About 97 per cent of Australian children in my childhood could also expect to experience measles.
It was no simple rash: sometimes fatal pneumonia accompanied it, and about one in every 1000 sufferers developed encephalitis: inflammation of the brain. More than 10 per cent with encephalitis died. Up to 40 per cent of the rest were left with permanent brain damage.
In the 1950s, when Australia's population was less than half today's, 495 Australians died from measles.
And now? The Australian Institute of Health and Welfare reported three deaths from 1995 to 2016.
One of the more common entertainments in the '50s and '60s was known as the "blind concert". Musicians, jugglers and comics put on regular concerts in towns everywhere to raise money for the blind.
Part of the reason? Mothers who were infected during pregnancy with rubella, once known as "German measles", often had babies who were blind and deaf, among other serious problems.
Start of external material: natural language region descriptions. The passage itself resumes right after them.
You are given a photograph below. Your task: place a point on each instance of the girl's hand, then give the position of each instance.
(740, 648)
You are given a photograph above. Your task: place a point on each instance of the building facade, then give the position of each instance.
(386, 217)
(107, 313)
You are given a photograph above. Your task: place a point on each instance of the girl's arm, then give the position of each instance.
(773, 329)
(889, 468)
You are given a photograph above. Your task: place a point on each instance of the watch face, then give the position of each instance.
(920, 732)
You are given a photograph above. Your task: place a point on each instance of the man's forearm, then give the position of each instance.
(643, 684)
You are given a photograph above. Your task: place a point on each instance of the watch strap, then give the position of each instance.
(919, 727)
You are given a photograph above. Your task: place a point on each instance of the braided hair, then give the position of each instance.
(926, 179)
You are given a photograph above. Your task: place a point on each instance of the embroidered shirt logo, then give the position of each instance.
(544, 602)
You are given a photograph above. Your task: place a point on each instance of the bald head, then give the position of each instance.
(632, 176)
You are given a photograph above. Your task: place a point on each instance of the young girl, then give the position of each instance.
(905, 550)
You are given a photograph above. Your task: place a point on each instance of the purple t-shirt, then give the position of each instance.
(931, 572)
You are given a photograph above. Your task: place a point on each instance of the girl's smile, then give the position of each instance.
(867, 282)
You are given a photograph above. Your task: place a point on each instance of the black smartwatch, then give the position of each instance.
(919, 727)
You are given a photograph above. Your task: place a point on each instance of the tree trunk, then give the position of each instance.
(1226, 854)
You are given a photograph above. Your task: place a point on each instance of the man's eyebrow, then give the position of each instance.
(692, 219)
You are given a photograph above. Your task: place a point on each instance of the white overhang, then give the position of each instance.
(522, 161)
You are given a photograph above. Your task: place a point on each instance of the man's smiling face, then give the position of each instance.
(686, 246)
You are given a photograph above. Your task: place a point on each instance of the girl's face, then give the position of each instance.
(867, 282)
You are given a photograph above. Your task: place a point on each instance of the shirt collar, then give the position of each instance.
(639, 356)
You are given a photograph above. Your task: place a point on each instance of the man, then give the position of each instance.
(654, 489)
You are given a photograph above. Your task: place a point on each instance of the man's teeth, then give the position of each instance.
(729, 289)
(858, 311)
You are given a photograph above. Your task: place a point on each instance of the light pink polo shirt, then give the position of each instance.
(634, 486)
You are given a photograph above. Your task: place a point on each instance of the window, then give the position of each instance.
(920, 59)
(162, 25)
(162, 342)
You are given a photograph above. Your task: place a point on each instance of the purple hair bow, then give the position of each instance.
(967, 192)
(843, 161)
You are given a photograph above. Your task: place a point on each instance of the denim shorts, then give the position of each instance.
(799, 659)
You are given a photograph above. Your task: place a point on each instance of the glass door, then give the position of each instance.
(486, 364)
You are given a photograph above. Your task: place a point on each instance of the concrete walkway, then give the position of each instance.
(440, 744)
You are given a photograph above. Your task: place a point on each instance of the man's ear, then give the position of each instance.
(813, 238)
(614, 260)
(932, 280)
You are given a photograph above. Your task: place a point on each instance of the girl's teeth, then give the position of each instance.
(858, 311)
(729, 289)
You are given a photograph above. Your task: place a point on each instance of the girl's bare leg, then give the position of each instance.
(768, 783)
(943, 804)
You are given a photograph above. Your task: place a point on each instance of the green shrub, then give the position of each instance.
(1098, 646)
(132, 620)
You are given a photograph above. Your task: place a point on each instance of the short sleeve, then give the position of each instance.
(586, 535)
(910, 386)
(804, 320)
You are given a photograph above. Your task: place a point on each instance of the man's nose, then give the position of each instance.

A rubella vaccine was approved in 1969 and is administered these days with vaccines for measles and mumps. How long is it since we've heard of mumps?
At least those raised in the mid-20th century didn't have to worry much about diphtheria or whooping cough. Vaccinations had been around since the 1920s for diphtheria, which in the decade from 1926 to 1935 killed 4073 Australian children.
That same decade, whooping cough killed 2808 Australian children before vaccinations for the virus arrived in the early 1940s.
But in the blessed decade from the mid-50s, just 44 Australians died from diphtheria and 58 from whooping cough.
Today most people never think about diphtheria, and deaths over the past 10 years from whooping cough can be counted on one hand.
And now, just when we had almost forgotten the greatest gift of the 20th century, a new fear ripples across the world, and we pray for medical teams working frantically across the world to deliver a new miracle of science.